2006-11-29 17:44:22 · 2 answers · asked by Anonymous in Science & Mathematics ➔ Mathematics
We first need to find a formula that relates the distance of the man from the lamppost with the length of the shadow.
I’m sorry I can’t draw this for you.
I’m going to form a triangle from the bottom of the lamp post to the top of the lamppost to the end of the man’s shadow. The man is within the triangle with his head touching the hypotenuse. I’m going to use x to represent the distance from the man to the lamppost, and y to represent the length of the shadow.
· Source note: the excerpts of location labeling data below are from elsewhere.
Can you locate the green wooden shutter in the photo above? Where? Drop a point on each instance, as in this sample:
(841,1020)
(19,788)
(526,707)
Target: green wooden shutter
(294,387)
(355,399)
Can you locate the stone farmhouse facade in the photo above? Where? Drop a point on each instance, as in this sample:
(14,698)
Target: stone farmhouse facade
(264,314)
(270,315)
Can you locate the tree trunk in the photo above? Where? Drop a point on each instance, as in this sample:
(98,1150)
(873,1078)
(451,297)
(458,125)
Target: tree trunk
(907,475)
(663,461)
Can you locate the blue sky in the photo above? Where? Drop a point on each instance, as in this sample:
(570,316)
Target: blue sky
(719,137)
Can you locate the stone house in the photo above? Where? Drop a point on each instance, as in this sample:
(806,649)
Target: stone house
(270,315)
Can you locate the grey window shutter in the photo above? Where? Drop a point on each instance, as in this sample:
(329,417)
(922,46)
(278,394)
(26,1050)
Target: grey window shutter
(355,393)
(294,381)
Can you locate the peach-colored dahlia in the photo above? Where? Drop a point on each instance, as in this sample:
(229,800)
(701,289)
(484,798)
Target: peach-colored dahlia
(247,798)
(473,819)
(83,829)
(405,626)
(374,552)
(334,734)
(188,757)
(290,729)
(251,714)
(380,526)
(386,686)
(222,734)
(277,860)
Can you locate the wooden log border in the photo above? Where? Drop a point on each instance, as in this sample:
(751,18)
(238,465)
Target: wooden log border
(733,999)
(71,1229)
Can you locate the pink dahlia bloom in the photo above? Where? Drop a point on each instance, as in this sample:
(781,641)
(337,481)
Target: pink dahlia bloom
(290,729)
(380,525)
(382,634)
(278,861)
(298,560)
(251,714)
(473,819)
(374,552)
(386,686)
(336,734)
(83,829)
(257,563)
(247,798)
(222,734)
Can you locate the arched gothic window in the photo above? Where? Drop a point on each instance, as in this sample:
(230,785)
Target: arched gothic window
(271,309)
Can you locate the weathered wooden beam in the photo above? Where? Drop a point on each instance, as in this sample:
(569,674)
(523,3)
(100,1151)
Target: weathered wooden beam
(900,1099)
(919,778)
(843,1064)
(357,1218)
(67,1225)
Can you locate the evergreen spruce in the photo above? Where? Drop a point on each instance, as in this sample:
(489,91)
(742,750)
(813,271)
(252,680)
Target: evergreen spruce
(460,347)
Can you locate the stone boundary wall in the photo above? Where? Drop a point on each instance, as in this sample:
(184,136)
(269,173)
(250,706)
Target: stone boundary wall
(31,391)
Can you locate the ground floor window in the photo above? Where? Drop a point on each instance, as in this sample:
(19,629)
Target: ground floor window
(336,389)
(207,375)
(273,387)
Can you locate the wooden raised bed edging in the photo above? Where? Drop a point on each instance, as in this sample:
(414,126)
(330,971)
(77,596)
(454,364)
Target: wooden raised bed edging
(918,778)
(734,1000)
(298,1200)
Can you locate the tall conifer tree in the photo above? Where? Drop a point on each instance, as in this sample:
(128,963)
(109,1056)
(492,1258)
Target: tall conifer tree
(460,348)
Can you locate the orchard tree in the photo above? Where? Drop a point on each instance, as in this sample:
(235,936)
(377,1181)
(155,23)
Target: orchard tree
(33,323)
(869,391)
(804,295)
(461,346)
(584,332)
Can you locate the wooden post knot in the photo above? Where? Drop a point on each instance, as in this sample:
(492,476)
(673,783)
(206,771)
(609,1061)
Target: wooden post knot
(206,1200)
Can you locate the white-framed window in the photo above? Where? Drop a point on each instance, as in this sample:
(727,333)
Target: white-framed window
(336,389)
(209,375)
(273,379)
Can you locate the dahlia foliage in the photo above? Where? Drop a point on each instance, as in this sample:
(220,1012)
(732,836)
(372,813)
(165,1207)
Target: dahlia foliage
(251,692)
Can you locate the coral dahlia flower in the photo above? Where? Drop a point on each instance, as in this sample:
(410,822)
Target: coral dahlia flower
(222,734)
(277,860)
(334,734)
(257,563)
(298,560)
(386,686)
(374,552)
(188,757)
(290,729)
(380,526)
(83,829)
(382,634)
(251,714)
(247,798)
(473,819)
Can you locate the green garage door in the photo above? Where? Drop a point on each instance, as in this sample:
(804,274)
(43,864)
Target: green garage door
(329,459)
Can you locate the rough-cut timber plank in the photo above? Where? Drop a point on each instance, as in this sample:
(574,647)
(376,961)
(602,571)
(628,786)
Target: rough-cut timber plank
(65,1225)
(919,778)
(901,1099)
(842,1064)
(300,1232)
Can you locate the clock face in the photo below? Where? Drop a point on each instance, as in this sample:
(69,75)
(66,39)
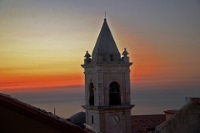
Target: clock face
(115,119)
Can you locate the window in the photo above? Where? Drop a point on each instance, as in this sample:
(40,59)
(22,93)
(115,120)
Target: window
(92,119)
(114,94)
(91,94)
(111,57)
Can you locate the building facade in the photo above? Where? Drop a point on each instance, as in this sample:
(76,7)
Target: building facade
(107,86)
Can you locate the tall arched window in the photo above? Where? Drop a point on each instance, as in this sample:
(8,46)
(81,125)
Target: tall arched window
(114,94)
(91,94)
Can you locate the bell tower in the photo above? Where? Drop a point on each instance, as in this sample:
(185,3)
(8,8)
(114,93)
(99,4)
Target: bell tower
(107,86)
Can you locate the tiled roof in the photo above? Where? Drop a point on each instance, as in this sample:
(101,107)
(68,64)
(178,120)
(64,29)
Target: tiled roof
(38,114)
(140,123)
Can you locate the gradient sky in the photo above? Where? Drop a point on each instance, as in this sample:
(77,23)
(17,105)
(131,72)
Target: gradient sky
(43,42)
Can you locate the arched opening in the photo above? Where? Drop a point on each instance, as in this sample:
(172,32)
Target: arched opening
(114,94)
(91,94)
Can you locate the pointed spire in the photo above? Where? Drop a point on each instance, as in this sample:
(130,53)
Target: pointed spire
(87,55)
(105,48)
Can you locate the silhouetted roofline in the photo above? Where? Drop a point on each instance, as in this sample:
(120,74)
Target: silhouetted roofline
(39,114)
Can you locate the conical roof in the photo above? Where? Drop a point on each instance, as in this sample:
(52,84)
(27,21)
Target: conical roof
(105,46)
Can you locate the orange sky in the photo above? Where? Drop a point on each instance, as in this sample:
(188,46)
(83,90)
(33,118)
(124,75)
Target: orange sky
(43,45)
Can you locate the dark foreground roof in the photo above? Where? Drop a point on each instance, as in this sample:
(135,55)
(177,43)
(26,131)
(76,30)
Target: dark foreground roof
(186,120)
(143,123)
(38,114)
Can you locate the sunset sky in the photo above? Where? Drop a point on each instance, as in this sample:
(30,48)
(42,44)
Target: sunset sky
(43,42)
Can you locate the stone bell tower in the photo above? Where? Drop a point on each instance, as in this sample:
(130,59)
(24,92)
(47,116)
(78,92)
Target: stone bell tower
(107,86)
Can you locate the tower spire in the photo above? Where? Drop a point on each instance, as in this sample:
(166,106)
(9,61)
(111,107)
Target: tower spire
(105,48)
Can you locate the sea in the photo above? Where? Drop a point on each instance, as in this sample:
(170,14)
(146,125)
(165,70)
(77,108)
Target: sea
(66,102)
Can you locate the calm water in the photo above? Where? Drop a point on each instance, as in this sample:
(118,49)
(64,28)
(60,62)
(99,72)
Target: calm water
(68,103)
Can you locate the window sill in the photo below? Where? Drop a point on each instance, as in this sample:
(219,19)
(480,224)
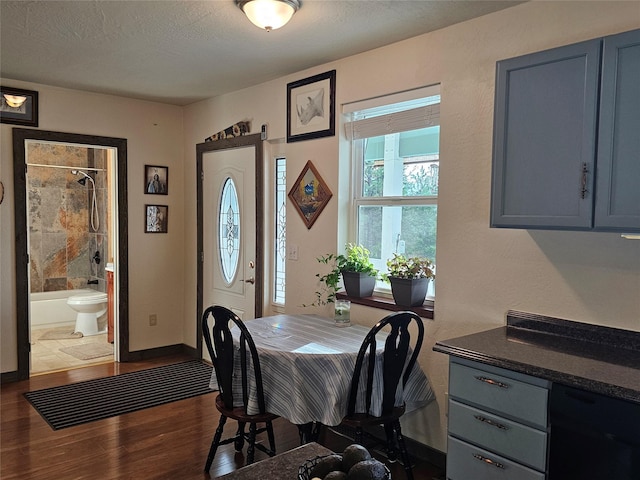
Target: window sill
(383,303)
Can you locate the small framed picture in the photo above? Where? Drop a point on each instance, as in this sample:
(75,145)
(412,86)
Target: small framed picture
(19,107)
(156,218)
(311,109)
(156,180)
(309,194)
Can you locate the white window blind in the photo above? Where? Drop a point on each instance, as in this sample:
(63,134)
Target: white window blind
(385,124)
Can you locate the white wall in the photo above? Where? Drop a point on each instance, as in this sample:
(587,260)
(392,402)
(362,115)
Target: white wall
(156,276)
(482,272)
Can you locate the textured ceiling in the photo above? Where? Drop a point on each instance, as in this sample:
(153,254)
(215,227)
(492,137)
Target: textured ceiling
(180,52)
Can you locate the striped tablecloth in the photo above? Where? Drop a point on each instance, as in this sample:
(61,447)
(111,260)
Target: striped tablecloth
(307,364)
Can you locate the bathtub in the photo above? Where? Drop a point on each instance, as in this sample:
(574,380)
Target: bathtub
(51,309)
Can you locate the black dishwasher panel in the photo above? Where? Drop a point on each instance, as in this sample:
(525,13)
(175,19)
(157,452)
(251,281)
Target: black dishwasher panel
(593,437)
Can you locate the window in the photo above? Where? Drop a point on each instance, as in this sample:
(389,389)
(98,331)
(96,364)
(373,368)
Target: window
(280,229)
(395,152)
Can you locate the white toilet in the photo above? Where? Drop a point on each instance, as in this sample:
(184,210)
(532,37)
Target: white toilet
(90,307)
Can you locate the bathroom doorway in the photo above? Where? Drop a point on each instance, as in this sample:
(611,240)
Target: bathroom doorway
(71,231)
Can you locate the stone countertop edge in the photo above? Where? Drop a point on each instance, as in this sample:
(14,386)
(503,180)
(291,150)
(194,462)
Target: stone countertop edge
(589,357)
(283,466)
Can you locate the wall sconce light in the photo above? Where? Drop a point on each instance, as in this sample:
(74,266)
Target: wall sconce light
(269,14)
(14,101)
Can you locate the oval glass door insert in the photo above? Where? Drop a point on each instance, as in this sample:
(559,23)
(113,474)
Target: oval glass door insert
(229,230)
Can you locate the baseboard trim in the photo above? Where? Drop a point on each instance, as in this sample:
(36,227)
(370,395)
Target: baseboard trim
(178,348)
(9,377)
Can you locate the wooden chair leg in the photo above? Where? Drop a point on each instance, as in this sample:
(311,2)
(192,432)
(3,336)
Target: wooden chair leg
(238,444)
(404,453)
(215,443)
(272,439)
(358,436)
(389,431)
(251,450)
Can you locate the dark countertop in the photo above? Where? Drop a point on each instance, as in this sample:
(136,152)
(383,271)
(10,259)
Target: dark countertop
(283,466)
(589,357)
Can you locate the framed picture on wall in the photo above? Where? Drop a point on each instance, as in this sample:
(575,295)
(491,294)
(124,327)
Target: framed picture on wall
(309,194)
(18,106)
(156,218)
(311,109)
(156,180)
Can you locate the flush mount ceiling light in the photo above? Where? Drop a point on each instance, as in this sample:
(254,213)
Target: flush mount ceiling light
(269,14)
(14,101)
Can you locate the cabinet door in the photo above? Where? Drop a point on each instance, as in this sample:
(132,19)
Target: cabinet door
(544,138)
(618,187)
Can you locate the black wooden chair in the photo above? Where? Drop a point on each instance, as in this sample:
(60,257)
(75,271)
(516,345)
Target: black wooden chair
(396,367)
(222,352)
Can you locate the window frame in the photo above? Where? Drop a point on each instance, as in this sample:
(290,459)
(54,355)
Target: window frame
(382,293)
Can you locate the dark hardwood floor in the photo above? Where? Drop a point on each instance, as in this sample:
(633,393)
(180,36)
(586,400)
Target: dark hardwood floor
(166,442)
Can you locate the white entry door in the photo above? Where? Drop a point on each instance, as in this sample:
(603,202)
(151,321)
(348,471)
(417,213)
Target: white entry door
(229,230)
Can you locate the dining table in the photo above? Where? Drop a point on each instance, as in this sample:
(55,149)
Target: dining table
(307,363)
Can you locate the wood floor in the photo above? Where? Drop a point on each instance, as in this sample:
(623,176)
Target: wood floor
(166,442)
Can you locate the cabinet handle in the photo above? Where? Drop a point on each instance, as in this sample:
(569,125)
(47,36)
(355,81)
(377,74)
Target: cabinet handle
(583,181)
(488,461)
(491,381)
(490,422)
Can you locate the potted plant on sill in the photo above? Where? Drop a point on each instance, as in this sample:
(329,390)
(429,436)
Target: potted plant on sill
(358,274)
(409,278)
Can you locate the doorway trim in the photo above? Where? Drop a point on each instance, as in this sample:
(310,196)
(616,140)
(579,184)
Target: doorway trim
(20,136)
(244,141)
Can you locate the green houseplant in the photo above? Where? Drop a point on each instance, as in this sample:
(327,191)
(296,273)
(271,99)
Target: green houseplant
(358,274)
(409,278)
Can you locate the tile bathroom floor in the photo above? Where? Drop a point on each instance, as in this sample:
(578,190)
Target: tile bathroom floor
(46,356)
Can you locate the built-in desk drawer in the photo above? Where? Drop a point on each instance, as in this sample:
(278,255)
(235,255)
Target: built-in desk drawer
(501,394)
(473,463)
(516,441)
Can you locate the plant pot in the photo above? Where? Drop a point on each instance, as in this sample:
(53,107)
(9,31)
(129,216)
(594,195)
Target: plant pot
(358,284)
(409,292)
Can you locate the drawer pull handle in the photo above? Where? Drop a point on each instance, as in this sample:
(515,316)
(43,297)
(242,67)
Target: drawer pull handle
(488,461)
(491,381)
(490,422)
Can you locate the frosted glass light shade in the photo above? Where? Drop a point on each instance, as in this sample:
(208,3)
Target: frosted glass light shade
(269,14)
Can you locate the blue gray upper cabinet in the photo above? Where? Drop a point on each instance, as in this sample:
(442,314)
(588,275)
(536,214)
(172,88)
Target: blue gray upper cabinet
(618,179)
(564,153)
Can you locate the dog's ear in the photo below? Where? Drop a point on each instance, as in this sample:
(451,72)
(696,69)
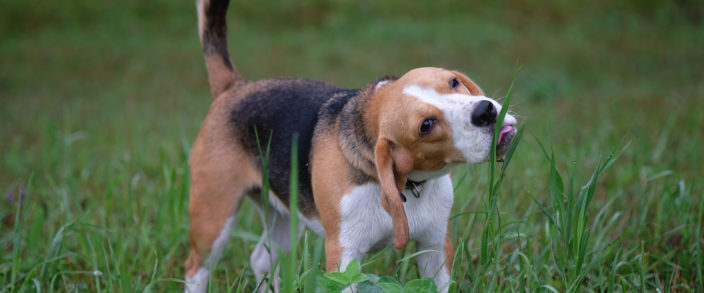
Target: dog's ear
(469,84)
(392,164)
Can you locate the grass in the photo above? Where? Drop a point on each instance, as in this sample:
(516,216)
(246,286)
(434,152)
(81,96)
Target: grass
(101,102)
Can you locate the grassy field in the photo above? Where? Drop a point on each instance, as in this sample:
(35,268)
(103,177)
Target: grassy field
(100,103)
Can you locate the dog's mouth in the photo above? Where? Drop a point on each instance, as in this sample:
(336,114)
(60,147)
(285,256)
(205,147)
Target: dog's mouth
(504,140)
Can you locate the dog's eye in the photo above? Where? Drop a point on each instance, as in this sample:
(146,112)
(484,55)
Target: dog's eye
(427,126)
(454,83)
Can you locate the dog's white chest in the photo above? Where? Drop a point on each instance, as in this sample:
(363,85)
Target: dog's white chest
(366,225)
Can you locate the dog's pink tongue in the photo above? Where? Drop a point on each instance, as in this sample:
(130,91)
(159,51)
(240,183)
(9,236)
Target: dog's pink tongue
(505,129)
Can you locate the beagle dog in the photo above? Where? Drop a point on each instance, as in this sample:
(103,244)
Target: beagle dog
(373,163)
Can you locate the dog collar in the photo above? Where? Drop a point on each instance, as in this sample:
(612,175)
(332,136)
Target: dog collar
(414,187)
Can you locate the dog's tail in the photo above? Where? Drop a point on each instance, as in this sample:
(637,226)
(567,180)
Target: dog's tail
(222,75)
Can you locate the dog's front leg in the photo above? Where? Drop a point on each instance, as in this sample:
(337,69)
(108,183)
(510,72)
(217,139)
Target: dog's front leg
(436,262)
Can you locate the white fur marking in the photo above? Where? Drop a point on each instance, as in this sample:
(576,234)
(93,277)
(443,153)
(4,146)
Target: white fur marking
(365,225)
(474,142)
(198,283)
(379,84)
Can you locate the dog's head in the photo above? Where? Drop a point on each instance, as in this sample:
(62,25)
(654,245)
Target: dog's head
(427,121)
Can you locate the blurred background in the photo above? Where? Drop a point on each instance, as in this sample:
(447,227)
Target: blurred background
(100,101)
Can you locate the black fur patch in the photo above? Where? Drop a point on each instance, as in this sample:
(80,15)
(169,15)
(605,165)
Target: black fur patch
(278,111)
(214,34)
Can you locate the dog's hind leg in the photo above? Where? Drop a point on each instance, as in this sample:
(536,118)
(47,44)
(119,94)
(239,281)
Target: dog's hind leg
(276,239)
(220,176)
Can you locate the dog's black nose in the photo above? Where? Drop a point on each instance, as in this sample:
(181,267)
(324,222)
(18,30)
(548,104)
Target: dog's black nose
(484,114)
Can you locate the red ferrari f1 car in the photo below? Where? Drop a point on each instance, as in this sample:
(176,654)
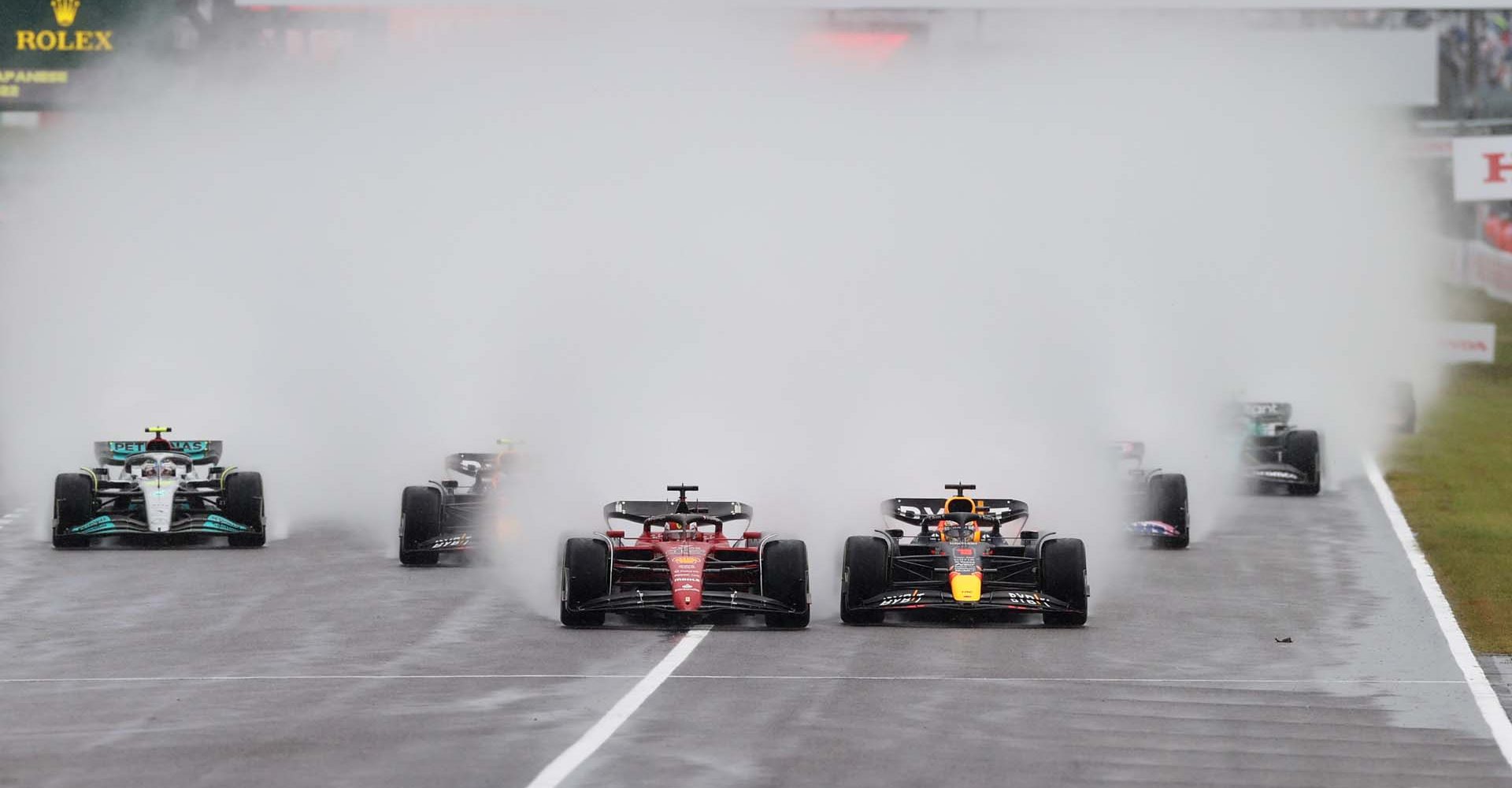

From geometry, we know that the ratio of the lamppost height to the length from the lamppost to the end of the shadow is the same as the height of the man to the length of the shadow.
19 / (x + y) = 6 / y
19y = 6x + 6y
13y = 6x
Take d/dt on both sides
13(dy/dt) = 6(dx/dt)
You know that dx/dt = 5 ft/s
13(dy / dt) = 6(5 ft/s)
dy / dt = 30/13 ft/s
So no matter what distance he is away from the lamppost, as long as he is constantly walking at 5 ft/s his shadow will always grow at 30/13 ft/s.
2006-11-29 18:04:48 · answer #1 · answered by Michael M 6 · 0⤊ 0⤋
Starting with Michael's
13y = 6x
we get
y = 6x / 13
We are asked for dy/dt.
dy/dt = (dx/dt) * (dy/dx)
= 5 * (6 / 13) = 30 / 13
2006-11-30 02:13:29 · answer #2 · answered by ? 6 · 0⤊ 0⤋